IgM on the surface of T cells: a novel biomarker of pediatric-onset systemic lupus erythematosus

Background Children with systemic lupus erythematosus (SLE) frequently have kidney involvement. Lupus nephritis sometimes presents alone, without systemic SLE features, representing the so-called full-house nephropathy (FHN). Distinguishing patients with SLE or FHN has therapeutic and prognostic implications. Methods In this retrospective observational study, we determined the presence of IgM on the surface of T cells (T cell IgM) by flow cytometry and characterized its ability in distinguishing SLE and FHN patients in a large pediatric cohort (n = 84). Fifty-seven patients with SLE (>= 4 SLICC criteria at disease onset or during the follow-up) and 27 patients with FHN (3 or less SLICC criteria) were enrolled. Results Elevated T cell IgM levels were found in 24/25 SLE patients in active phase of disease and in 29/45 SLE patients in remission. In contrast, among FHN patients, only 1/9 presented this characteristic in active phase of disease and 0/20 in remission.
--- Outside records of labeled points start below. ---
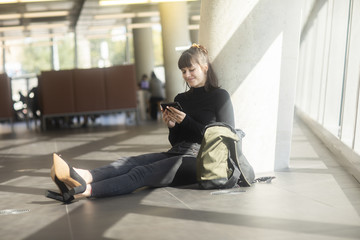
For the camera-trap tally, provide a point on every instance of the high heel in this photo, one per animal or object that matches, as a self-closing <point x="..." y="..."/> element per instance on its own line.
<point x="65" y="195"/>
<point x="67" y="175"/>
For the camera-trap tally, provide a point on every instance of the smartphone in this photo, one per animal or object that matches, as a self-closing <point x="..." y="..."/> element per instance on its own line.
<point x="171" y="104"/>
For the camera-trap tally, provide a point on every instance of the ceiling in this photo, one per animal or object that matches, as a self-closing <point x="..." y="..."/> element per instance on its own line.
<point x="26" y="18"/>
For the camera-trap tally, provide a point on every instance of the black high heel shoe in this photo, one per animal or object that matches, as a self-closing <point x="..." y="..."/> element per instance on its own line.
<point x="65" y="196"/>
<point x="64" y="174"/>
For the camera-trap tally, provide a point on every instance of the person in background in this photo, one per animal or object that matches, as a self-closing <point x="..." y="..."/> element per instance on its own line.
<point x="144" y="82"/>
<point x="204" y="103"/>
<point x="157" y="95"/>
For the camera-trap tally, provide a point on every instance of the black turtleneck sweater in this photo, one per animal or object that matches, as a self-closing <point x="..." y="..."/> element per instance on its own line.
<point x="201" y="108"/>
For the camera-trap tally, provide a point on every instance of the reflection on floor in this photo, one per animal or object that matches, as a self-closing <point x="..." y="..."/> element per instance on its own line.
<point x="314" y="199"/>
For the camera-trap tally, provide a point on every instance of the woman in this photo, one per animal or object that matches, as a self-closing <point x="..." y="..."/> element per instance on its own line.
<point x="202" y="104"/>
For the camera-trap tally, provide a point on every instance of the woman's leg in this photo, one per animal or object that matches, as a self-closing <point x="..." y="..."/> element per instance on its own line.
<point x="124" y="165"/>
<point x="156" y="174"/>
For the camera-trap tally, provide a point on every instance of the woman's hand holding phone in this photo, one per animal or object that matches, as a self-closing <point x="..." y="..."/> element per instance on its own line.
<point x="172" y="115"/>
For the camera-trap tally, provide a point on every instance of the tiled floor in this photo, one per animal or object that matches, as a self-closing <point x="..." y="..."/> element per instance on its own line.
<point x="314" y="199"/>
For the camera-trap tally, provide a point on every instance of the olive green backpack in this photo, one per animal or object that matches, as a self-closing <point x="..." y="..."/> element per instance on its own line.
<point x="220" y="162"/>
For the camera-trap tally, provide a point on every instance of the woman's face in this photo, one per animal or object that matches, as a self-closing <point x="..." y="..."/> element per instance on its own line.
<point x="195" y="76"/>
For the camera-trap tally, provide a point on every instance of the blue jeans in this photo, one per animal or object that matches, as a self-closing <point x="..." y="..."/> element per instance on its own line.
<point x="153" y="170"/>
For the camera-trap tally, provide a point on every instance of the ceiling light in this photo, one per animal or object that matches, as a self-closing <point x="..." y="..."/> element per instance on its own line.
<point x="141" y="25"/>
<point x="114" y="16"/>
<point x="46" y="26"/>
<point x="159" y="1"/>
<point x="5" y="29"/>
<point x="147" y="14"/>
<point x="120" y="2"/>
<point x="193" y="27"/>
<point x="25" y="1"/>
<point x="8" y="1"/>
<point x="195" y="17"/>
<point x="46" y="14"/>
<point x="10" y="16"/>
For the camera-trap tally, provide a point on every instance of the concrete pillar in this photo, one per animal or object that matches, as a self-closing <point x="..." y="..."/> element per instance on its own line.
<point x="254" y="49"/>
<point x="83" y="53"/>
<point x="143" y="49"/>
<point x="175" y="33"/>
<point x="194" y="32"/>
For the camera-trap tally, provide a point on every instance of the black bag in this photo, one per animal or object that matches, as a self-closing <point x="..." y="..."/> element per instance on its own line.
<point x="220" y="162"/>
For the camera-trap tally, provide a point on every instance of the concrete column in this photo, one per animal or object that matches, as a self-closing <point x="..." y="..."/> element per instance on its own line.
<point x="194" y="33"/>
<point x="254" y="49"/>
<point x="143" y="49"/>
<point x="175" y="33"/>
<point x="83" y="53"/>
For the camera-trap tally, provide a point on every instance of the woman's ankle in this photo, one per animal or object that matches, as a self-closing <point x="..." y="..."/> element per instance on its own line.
<point x="85" y="174"/>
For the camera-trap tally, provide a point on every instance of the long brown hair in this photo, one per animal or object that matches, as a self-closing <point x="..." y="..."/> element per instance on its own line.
<point x="199" y="54"/>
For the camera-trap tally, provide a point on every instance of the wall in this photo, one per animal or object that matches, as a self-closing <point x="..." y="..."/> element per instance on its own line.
<point x="329" y="74"/>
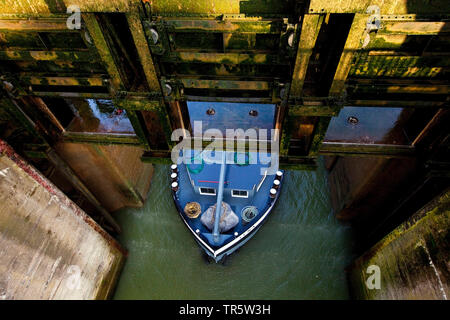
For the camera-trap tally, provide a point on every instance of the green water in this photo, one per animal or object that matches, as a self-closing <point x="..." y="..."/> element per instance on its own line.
<point x="299" y="253"/>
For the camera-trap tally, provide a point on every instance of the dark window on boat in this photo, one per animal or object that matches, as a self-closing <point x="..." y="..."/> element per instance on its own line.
<point x="239" y="193"/>
<point x="208" y="191"/>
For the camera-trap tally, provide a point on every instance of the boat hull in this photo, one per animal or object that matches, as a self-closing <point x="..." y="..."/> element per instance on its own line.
<point x="218" y="253"/>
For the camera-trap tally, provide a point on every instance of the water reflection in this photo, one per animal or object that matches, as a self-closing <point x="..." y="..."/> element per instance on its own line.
<point x="98" y="115"/>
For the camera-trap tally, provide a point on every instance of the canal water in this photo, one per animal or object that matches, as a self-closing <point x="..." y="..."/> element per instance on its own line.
<point x="299" y="253"/>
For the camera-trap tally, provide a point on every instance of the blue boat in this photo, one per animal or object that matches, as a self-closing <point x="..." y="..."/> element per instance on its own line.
<point x="225" y="201"/>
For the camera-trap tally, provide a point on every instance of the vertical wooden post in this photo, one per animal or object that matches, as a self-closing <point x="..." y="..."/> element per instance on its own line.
<point x="97" y="36"/>
<point x="309" y="32"/>
<point x="353" y="43"/>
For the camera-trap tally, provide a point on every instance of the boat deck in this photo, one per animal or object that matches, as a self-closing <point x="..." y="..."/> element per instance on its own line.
<point x="261" y="199"/>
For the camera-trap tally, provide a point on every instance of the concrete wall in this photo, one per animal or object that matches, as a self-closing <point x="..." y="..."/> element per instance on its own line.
<point x="49" y="248"/>
<point x="413" y="260"/>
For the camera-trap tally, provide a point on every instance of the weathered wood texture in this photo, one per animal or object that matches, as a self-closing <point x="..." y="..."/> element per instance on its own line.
<point x="49" y="248"/>
<point x="114" y="174"/>
<point x="361" y="185"/>
<point x="413" y="259"/>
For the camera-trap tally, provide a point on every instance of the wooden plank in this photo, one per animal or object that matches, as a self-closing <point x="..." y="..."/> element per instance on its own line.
<point x="140" y="41"/>
<point x="226" y="84"/>
<point x="62" y="81"/>
<point x="394" y="7"/>
<point x="247" y="25"/>
<point x="353" y="43"/>
<point x="310" y="30"/>
<point x="411" y="28"/>
<point x="103" y="50"/>
<point x="357" y="149"/>
<point x="36" y="55"/>
<point x="223" y="58"/>
<point x="35" y="25"/>
<point x="101" y="138"/>
<point x="308" y="110"/>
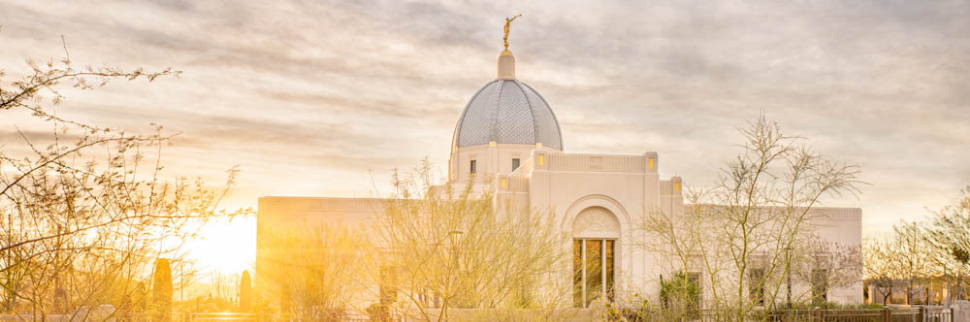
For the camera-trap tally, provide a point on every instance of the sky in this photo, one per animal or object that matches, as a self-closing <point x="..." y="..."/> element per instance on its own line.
<point x="324" y="98"/>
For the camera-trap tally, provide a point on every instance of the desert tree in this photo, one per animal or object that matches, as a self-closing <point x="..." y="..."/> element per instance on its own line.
<point x="882" y="267"/>
<point x="910" y="244"/>
<point x="455" y="246"/>
<point x="948" y="235"/>
<point x="85" y="210"/>
<point x="744" y="231"/>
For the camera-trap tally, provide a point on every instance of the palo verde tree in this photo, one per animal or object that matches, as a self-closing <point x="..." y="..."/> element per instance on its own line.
<point x="745" y="232"/>
<point x="85" y="210"/>
<point x="459" y="247"/>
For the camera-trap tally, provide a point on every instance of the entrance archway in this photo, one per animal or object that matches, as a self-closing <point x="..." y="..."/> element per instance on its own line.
<point x="596" y="231"/>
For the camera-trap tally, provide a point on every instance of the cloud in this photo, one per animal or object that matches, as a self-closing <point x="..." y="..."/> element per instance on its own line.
<point x="329" y="91"/>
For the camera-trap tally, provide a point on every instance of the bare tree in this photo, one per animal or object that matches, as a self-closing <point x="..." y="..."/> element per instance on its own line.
<point x="460" y="249"/>
<point x="84" y="211"/>
<point x="744" y="231"/>
<point x="948" y="235"/>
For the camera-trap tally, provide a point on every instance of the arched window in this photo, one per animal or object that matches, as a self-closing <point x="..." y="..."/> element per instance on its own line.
<point x="595" y="235"/>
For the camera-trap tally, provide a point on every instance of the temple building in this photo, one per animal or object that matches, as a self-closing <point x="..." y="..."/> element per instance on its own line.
<point x="508" y="134"/>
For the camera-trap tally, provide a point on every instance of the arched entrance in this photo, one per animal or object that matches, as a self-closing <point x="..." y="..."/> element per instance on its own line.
<point x="596" y="232"/>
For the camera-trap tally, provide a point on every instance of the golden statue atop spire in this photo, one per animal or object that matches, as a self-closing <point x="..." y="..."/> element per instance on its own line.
<point x="508" y="25"/>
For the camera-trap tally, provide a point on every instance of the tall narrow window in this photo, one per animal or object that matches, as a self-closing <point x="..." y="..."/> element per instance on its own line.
<point x="593" y="270"/>
<point x="694" y="278"/>
<point x="578" y="273"/>
<point x="756" y="285"/>
<point x="820" y="285"/>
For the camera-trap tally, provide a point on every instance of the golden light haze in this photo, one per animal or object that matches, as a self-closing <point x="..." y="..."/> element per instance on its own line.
<point x="325" y="98"/>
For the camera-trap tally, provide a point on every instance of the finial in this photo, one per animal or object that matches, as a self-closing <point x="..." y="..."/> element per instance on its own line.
<point x="508" y="25"/>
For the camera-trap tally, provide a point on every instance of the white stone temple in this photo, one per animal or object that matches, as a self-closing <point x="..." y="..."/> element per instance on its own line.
<point x="508" y="133"/>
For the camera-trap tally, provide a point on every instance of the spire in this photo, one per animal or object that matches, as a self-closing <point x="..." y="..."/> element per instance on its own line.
<point x="506" y="62"/>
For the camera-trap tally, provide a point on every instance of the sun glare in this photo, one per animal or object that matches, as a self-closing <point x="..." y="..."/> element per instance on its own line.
<point x="225" y="246"/>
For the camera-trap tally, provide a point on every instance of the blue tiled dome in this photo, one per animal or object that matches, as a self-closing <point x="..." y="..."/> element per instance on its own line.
<point x="508" y="111"/>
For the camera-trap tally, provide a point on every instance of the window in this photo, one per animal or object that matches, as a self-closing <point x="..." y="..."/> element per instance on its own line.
<point x="694" y="278"/>
<point x="756" y="285"/>
<point x="593" y="270"/>
<point x="820" y="285"/>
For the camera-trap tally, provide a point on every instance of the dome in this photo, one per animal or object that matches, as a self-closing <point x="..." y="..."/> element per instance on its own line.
<point x="507" y="111"/>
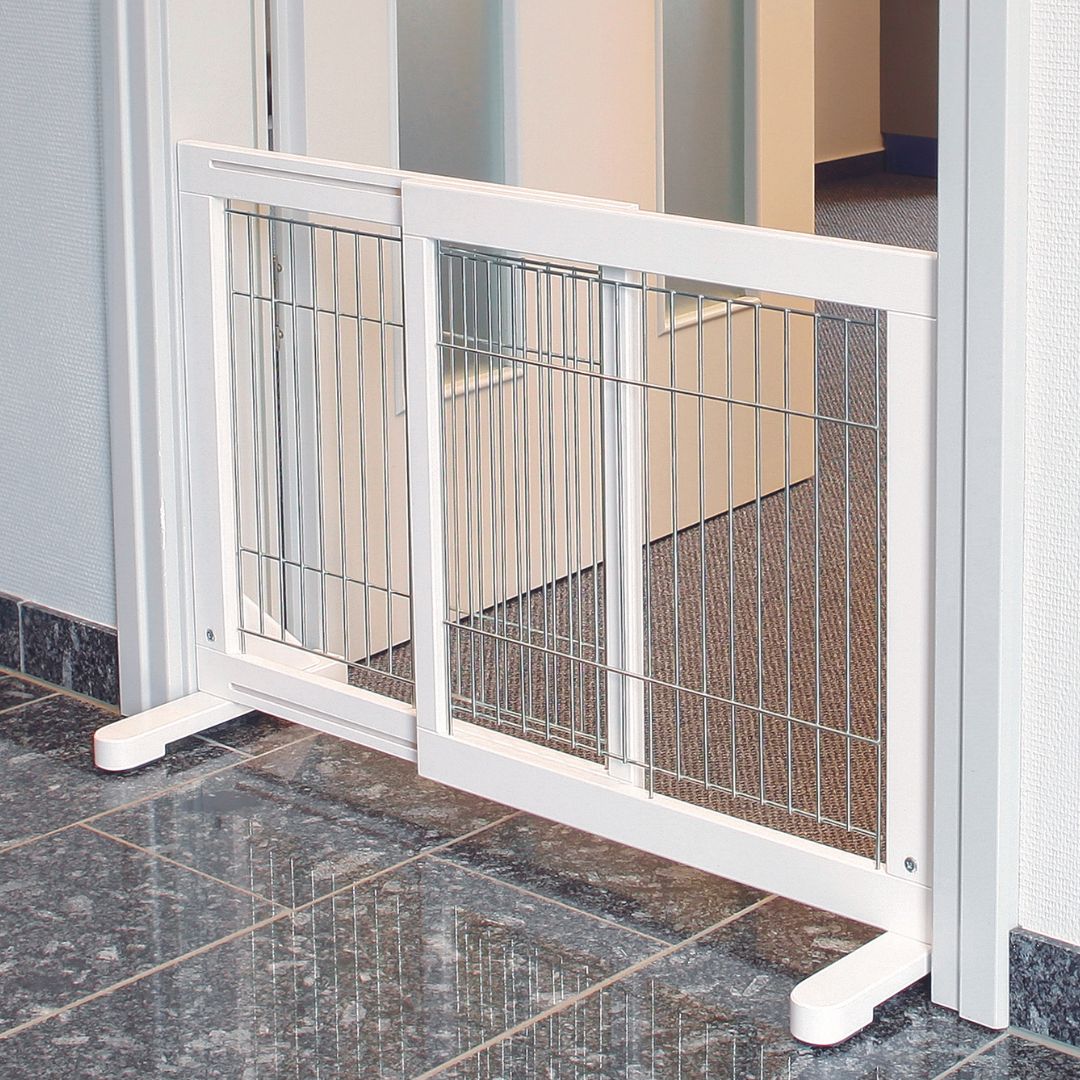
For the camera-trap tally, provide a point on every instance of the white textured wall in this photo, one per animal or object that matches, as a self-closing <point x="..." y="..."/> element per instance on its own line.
<point x="1050" y="804"/>
<point x="55" y="512"/>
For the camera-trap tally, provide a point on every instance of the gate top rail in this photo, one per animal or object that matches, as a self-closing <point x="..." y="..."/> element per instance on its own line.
<point x="793" y="264"/>
<point x="313" y="185"/>
<point x="574" y="228"/>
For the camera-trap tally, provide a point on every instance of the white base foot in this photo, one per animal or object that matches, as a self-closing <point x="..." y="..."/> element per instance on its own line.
<point x="143" y="738"/>
<point x="839" y="1000"/>
<point x="138" y="739"/>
Compared with standardized SLICC laboratory parameters, i.e., autoantibody titers and hypocomplementemia, T cell IgM positivity showed an extremely high sensitivity and specificity for the diagnosis of SLE, with the highest area under the curve (0.97,p < 0.001) by receiver operating characteristic analysis, similar to ANA (0.96,p < 0.001) and anti-dsDNA (0.90,p < 0.001) autoantibodies. Conclusions Altogether, our data indicate that T cell IgM intensity may be a useful tool to correctly classify patients with lupus nephritis as SLE or FHN since disease onset.

Automated summary

The presence of IgM on T cells can effectively distinguish between pediatric patients with SLE and FHN, with T cell IgM positivity showing high sensitivity and specificity for the diagnosis of SLE.